In some embodiments, the threshold rate corresponds to calibrated spray settings 140 on the sprayer, where a first setting generates a water flow rate that is above the threshold flow rate, closing the flow-sensitive switch and activating the water pump 242. A second setting reduces the water flow rate below the threshold flow rate, opening the flow-sensitive switch and deactivating the water pump 242. Exemplary threshold flow rate values range from 1-5 gpm, preferably from 2.5-3.5 gpm. According to other embodiments, different commercially available gauges, sensors, meters, etc. may be provided to sense characteristics of the water flow and provide feedback to the controller 252.

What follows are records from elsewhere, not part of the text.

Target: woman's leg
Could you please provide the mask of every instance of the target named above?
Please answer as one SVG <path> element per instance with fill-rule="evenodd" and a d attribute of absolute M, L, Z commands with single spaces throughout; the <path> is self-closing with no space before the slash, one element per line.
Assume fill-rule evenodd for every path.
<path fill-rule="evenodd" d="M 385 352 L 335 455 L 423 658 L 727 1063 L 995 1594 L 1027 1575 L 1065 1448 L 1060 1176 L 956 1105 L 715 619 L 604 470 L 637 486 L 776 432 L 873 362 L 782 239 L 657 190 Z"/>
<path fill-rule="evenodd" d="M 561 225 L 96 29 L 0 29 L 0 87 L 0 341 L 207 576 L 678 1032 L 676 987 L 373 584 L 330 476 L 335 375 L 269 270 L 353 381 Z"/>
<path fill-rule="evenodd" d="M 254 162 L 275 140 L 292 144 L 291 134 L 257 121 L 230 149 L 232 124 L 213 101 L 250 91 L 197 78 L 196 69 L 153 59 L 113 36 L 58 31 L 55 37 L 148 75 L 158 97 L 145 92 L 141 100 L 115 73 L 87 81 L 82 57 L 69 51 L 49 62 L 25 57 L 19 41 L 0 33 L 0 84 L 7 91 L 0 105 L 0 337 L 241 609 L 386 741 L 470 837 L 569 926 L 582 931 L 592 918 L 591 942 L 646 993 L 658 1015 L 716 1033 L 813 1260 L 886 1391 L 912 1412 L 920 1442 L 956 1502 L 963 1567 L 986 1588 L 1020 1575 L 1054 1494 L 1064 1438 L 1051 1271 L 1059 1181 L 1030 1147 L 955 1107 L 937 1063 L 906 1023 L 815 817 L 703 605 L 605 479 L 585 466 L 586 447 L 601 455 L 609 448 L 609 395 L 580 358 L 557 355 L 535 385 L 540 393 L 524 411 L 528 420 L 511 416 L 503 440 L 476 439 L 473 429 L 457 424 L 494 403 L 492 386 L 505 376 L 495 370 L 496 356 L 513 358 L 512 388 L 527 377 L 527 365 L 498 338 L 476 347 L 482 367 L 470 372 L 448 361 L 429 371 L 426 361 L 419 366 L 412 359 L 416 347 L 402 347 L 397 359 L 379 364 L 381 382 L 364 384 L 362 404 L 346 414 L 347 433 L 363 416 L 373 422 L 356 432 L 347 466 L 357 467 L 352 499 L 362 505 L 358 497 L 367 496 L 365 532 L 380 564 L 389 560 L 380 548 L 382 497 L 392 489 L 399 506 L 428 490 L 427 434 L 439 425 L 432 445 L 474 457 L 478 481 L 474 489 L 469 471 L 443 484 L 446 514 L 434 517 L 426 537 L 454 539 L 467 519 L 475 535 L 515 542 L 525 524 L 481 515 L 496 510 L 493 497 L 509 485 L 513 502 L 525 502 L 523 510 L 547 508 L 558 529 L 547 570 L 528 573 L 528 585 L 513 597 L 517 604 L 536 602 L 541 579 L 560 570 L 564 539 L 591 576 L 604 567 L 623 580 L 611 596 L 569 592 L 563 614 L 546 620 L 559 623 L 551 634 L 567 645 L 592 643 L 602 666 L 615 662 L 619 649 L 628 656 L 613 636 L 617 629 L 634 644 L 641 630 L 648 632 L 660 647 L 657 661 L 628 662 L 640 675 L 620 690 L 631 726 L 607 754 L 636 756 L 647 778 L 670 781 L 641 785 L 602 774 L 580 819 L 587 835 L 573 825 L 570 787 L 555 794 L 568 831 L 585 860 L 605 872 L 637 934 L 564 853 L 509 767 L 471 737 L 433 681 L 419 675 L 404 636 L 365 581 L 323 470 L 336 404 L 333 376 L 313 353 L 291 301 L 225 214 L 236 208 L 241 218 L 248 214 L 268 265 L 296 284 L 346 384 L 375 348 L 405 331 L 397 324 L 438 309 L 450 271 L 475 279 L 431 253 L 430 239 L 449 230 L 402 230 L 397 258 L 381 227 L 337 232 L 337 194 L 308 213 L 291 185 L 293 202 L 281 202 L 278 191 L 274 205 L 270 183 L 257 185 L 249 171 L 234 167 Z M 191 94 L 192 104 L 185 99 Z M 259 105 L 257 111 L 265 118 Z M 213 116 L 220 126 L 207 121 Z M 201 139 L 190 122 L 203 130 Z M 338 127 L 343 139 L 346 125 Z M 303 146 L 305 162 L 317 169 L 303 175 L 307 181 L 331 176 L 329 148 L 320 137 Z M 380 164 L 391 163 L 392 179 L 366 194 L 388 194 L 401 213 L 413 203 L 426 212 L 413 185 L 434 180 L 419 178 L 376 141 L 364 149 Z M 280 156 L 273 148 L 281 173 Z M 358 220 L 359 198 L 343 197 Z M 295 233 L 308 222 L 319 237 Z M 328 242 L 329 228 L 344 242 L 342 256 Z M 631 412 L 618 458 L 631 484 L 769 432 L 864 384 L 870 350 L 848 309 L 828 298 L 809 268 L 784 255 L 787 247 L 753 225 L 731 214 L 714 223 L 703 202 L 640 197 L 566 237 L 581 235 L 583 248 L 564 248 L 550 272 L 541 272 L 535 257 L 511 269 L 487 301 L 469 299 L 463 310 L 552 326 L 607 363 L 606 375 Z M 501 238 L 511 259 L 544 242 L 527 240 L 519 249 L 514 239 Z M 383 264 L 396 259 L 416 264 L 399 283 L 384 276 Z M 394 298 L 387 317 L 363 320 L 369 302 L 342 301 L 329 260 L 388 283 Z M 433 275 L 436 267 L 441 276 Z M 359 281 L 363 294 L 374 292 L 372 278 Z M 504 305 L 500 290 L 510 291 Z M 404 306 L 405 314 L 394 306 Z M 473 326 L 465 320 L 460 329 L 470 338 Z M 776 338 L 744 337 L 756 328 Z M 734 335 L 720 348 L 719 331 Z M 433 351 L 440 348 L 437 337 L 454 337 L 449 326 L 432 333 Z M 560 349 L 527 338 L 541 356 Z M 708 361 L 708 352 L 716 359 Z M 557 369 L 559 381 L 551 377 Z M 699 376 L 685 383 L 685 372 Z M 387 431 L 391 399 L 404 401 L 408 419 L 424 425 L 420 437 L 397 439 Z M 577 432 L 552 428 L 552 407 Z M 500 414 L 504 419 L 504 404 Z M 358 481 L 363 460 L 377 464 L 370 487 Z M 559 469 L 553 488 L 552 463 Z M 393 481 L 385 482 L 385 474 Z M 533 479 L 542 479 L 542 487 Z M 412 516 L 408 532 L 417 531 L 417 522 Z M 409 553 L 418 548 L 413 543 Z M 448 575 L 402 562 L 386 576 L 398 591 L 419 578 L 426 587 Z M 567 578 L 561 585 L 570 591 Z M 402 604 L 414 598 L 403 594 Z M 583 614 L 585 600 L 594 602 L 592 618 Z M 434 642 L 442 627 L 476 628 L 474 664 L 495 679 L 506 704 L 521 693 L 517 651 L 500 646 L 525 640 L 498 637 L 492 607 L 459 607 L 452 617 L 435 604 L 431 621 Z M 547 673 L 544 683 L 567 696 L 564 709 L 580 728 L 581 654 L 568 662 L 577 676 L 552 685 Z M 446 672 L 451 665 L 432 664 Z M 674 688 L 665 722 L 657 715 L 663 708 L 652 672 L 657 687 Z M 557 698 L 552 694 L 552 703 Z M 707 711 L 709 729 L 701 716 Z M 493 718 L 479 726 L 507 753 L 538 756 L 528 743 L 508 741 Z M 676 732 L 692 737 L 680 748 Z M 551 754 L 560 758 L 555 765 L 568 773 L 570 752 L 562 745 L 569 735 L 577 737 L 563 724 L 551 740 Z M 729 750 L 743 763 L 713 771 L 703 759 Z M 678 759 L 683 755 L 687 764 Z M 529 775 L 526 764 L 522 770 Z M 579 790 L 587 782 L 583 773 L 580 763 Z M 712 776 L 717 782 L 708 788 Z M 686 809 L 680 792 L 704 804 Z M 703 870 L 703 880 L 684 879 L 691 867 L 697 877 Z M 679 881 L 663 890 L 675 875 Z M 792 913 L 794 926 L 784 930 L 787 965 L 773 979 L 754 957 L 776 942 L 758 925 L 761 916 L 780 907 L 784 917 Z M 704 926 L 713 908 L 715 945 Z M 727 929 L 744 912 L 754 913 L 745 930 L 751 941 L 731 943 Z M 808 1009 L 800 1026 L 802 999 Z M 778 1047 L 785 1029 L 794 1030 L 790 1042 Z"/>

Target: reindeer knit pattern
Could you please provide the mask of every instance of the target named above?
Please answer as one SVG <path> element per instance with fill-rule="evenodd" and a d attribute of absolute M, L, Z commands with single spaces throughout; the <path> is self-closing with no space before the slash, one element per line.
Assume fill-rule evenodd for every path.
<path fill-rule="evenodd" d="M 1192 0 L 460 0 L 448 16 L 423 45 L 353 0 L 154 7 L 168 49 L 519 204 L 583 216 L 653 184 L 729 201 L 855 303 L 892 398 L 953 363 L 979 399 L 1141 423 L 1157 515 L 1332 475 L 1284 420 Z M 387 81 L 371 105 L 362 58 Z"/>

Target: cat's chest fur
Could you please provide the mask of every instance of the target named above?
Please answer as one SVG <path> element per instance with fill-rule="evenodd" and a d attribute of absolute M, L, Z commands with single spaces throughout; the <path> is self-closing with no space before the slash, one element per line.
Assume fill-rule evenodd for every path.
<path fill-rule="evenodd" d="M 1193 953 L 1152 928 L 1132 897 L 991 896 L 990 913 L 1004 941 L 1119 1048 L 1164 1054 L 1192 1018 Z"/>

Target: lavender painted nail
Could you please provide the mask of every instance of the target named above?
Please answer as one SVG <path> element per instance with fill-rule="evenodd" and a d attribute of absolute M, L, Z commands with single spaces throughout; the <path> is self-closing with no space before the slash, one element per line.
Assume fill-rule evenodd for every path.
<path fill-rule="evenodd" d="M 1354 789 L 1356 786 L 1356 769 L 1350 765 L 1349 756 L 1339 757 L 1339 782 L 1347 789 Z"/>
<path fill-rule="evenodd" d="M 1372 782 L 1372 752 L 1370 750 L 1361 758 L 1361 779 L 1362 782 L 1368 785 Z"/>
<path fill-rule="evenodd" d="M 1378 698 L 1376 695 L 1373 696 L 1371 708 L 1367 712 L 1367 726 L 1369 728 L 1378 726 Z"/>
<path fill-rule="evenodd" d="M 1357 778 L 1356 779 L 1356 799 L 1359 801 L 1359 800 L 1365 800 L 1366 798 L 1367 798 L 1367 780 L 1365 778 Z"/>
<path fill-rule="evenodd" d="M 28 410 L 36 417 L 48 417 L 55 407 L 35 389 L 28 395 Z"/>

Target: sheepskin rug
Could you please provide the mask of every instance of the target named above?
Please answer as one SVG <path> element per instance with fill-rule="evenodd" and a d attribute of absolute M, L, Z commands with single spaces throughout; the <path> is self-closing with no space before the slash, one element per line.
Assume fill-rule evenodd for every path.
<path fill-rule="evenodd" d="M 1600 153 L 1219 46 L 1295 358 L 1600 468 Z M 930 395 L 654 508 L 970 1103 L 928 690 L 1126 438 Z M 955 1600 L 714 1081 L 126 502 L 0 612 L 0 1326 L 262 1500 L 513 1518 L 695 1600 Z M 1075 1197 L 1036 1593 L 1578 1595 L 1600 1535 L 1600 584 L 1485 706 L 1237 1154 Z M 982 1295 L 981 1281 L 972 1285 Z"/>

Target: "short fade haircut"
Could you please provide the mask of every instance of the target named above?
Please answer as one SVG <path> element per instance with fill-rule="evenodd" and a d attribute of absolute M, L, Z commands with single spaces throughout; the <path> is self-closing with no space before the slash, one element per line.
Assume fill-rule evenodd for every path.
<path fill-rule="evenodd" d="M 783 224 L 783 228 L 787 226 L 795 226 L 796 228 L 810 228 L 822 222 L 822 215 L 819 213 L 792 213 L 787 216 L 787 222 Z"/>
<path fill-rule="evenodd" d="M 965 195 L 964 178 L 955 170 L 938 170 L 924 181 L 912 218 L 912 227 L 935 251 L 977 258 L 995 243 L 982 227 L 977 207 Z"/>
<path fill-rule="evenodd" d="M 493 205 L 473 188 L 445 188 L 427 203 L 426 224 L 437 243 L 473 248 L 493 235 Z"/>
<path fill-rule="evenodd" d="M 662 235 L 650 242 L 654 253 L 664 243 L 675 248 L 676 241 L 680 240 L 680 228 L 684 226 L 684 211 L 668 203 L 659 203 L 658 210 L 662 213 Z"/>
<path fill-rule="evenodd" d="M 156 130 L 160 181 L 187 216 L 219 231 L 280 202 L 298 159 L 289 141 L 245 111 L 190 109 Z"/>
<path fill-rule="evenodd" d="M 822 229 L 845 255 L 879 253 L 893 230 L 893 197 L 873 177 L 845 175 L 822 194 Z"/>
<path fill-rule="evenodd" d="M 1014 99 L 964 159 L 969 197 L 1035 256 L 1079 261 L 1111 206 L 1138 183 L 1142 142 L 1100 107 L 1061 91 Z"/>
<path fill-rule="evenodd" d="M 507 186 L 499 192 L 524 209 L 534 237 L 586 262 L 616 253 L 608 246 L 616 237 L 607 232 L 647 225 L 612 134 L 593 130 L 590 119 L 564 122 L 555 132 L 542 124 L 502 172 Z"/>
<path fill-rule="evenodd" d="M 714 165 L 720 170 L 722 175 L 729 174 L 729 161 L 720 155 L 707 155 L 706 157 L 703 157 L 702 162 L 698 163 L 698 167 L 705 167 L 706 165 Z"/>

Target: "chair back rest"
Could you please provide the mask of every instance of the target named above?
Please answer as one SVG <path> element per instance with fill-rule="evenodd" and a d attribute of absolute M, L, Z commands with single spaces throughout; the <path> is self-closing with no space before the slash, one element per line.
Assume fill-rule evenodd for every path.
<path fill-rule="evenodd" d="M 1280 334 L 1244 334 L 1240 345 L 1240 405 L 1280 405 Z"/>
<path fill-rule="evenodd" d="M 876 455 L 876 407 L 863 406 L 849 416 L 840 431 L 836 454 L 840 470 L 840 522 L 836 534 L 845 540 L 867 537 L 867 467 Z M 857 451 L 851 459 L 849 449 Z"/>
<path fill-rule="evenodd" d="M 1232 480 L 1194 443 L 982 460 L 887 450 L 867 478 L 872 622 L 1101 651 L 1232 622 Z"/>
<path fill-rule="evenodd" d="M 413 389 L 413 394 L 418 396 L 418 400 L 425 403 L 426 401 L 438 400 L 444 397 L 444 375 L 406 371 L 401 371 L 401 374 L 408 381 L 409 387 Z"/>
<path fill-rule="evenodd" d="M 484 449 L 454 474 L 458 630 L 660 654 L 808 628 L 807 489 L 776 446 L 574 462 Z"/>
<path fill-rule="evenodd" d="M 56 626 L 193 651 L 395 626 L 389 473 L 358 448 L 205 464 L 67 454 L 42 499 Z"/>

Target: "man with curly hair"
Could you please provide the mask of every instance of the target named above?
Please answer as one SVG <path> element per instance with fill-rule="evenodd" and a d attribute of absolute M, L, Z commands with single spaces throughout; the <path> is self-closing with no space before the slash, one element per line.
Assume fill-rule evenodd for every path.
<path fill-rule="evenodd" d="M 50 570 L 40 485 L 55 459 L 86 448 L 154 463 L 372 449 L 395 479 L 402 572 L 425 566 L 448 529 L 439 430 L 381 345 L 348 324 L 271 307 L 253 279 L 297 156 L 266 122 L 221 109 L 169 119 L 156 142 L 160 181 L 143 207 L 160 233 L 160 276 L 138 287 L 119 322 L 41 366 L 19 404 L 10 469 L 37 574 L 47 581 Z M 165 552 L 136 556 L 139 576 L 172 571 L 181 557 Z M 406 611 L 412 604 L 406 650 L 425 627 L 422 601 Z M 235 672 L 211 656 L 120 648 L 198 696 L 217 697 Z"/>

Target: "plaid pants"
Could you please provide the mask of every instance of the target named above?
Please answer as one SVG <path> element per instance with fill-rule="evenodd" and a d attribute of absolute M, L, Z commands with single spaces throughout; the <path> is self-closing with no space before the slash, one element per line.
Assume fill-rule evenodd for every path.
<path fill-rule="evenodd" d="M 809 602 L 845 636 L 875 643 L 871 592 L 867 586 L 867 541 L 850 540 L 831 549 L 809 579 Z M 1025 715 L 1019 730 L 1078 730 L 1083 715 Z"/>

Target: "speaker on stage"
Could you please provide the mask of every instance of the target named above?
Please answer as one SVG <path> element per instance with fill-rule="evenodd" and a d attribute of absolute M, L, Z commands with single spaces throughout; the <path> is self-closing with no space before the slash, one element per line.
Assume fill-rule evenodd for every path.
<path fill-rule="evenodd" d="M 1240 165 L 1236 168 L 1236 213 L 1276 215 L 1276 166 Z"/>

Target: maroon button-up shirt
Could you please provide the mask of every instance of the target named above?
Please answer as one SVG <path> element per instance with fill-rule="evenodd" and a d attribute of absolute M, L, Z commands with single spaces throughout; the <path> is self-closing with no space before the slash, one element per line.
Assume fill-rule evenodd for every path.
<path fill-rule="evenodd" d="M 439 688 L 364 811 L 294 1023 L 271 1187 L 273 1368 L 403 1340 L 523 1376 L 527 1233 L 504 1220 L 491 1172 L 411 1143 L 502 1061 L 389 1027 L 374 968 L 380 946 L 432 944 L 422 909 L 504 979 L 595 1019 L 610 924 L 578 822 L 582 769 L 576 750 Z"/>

According to an exemplary embodiment, the booster pump system 110 may have a maximum pressure capacity (e.g., maximum setting) of less than 1000 psi, preferably less than 500 psi; and a water flow rate capacity of at least 4 gpm, preferably at least 5 gpm. In another embodiment, the booster pump system 110 is designed to raise water pressure by 20-200 psi, preferably between 50-100 psi; and to raise water flow rate by 0.5-5 gpm, preferably between 1-3 gpm. In at least one embodiment, the booster pump system 110 is designed to raise water pressure by about 80 psi and raise flow rate by about 2 gpm from the unassisted pressure and rate.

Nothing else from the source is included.